There are currently around 1,500 school nurses in England, but there is no statutory requirement for them to undergo training in identifying and supporting young people with potential mental health problems.

Rosalind Godson, professional officer of the health sector from Unite, said mental health training should be statutory, and incorporated into all school nurses’ training.

“Mental health issues are so common that all school nurses should be formally trained to be able to recognise them and offer help and support in the early stages to prevent worsening.

"However they also need training in order to recognise when the problem is serious and needs referral."

Godson says training for school nurses has “always been patchy”.

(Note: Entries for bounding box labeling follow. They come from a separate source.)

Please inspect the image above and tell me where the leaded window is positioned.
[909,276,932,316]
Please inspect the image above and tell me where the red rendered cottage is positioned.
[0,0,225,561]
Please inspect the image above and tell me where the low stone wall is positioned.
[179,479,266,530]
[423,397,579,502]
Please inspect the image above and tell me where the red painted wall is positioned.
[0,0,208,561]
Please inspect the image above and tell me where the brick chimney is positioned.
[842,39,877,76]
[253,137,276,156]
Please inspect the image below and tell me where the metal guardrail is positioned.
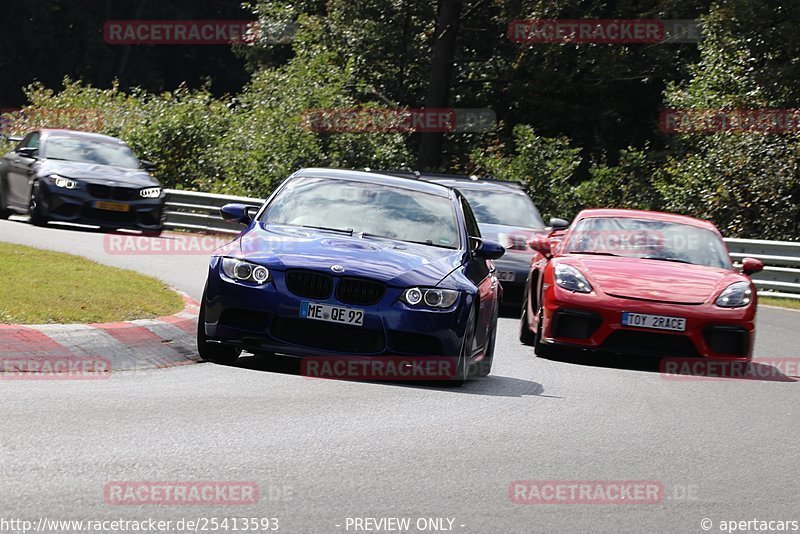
[164,189,264,234]
[166,189,800,299]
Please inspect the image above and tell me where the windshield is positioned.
[563,217,731,269]
[42,136,140,169]
[261,178,459,248]
[460,189,544,228]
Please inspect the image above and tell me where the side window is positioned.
[14,132,41,152]
[14,134,33,152]
[461,197,481,243]
[25,132,41,150]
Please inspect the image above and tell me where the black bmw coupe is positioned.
[0,129,165,235]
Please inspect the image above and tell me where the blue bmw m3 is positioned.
[197,169,505,384]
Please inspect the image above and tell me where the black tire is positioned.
[474,312,499,378]
[519,306,536,346]
[197,291,242,365]
[28,181,47,226]
[0,186,11,220]
[446,304,477,388]
[533,308,558,358]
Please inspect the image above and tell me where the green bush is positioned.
[472,125,581,220]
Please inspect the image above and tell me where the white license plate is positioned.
[622,312,686,332]
[497,271,517,282]
[300,300,364,326]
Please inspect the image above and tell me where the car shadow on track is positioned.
[212,354,561,398]
[536,349,800,382]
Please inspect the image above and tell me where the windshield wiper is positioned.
[358,232,453,249]
[300,224,353,235]
[569,250,619,257]
[641,256,694,265]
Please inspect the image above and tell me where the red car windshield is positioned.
[562,217,731,269]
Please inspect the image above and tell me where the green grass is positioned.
[758,295,800,310]
[0,243,183,324]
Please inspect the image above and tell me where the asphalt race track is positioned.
[0,219,800,534]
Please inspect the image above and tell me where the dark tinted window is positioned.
[461,188,545,228]
[262,177,459,248]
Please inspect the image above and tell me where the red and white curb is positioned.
[0,295,200,374]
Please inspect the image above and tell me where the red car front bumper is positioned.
[540,284,757,360]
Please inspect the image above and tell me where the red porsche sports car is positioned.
[520,209,763,360]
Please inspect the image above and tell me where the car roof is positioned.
[382,171,522,191]
[575,208,719,233]
[295,167,453,198]
[38,128,125,143]
[421,175,523,193]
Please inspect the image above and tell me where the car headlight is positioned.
[400,287,459,308]
[139,187,161,198]
[222,258,269,284]
[50,174,78,189]
[555,263,592,293]
[714,282,753,308]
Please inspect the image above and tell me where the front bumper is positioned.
[541,285,756,361]
[204,258,472,356]
[40,180,166,231]
[494,250,533,308]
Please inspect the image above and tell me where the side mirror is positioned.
[742,258,764,276]
[550,217,569,232]
[219,204,258,225]
[475,241,506,260]
[528,234,553,258]
[18,146,39,158]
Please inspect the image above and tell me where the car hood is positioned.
[39,159,159,187]
[220,223,464,287]
[561,255,736,304]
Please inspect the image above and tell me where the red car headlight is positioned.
[714,282,753,308]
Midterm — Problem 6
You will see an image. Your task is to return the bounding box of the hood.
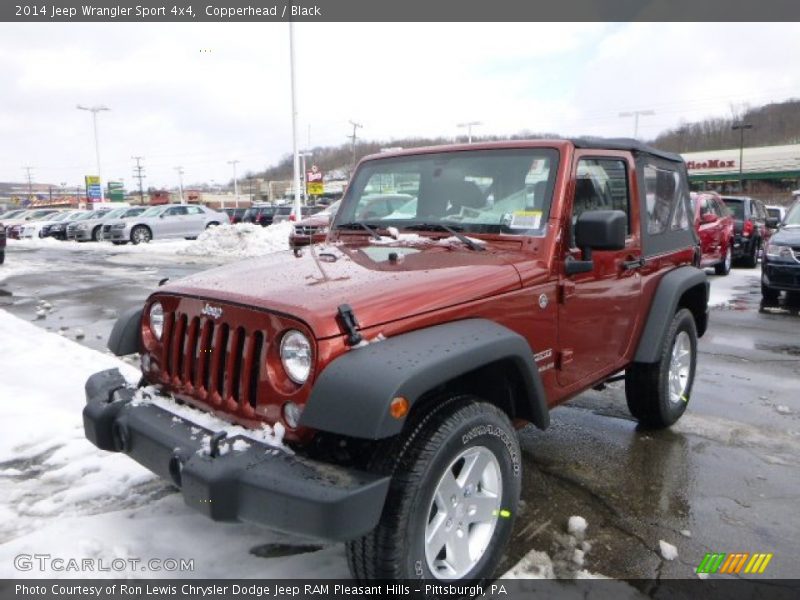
[769,227,800,246]
[161,240,529,338]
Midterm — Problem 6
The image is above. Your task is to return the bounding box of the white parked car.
[19,210,85,239]
[103,204,228,244]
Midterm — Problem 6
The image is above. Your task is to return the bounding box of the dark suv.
[761,200,800,303]
[722,196,777,269]
[83,140,708,581]
[242,204,292,227]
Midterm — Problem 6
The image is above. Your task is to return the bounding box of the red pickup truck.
[83,140,708,580]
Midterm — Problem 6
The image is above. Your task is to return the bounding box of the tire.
[131,225,153,246]
[625,308,697,429]
[743,240,761,269]
[346,396,522,581]
[761,282,781,304]
[714,242,733,275]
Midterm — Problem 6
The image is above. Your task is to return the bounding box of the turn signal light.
[389,396,409,419]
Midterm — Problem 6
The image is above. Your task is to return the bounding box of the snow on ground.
[706,267,761,307]
[8,221,292,258]
[0,310,348,578]
[0,310,620,579]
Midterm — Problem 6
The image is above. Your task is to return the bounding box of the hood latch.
[339,304,363,346]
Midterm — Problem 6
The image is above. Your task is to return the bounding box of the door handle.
[622,256,645,271]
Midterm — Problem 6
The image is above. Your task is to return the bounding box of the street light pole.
[731,121,753,192]
[456,121,483,144]
[300,150,313,204]
[175,167,186,204]
[619,110,656,140]
[289,21,303,221]
[77,104,111,202]
[228,160,239,208]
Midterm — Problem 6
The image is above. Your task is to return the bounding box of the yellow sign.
[306,181,325,196]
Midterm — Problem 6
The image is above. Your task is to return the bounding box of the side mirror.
[700,213,719,223]
[566,210,628,275]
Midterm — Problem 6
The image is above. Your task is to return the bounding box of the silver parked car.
[67,207,121,242]
[103,204,228,244]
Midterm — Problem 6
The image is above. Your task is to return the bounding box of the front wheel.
[714,244,733,275]
[625,308,697,429]
[347,396,522,581]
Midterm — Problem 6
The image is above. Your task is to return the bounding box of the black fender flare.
[633,266,709,363]
[107,307,143,356]
[300,319,550,440]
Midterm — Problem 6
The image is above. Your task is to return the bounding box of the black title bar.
[0,0,800,23]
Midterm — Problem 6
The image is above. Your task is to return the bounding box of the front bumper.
[761,261,800,292]
[83,369,389,541]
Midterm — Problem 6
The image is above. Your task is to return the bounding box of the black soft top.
[570,138,683,162]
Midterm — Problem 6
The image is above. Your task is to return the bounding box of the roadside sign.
[108,181,125,202]
[306,165,325,196]
[85,175,103,202]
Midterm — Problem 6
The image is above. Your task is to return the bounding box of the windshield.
[783,202,800,227]
[139,206,166,217]
[336,148,558,235]
[723,198,744,219]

“In some areas, nurses are trained in mental health, but other areas don’t do that,” she said.

She said it is likely that some nurses have had local training in the form of study days, a few have had more formal training, and many have learned on the job.

Ian Hulatt, professional lead for mental health nursing at the Royal College of Nursing said there should be standardised mental health training for school nurses across the country.

“It is important for school nurses to be enabled, as part of a continued professional development by employers, in child mental health,” he said.

The government's Future in Mind report, in its response to the findings of the Children and Young People's Mental Health Taskforce, states that school nurses can play a crucial role in supporting the emotional and mental health needs of school-aged children.

"School nursing services are universal and young people see them as non-stigmatising," the report states.

However it does not outline any plans to improve the training they receive or set out what they should be doing.

The call for improved training coincides with government efforts to improve mental health services for young people. In March this year it announced an investment of more than £1bn to improve services.

However Godson said the government drive to improve young people's mental health is contradicted by the strong focus in the school system on exams, which can increase stress and anxiety.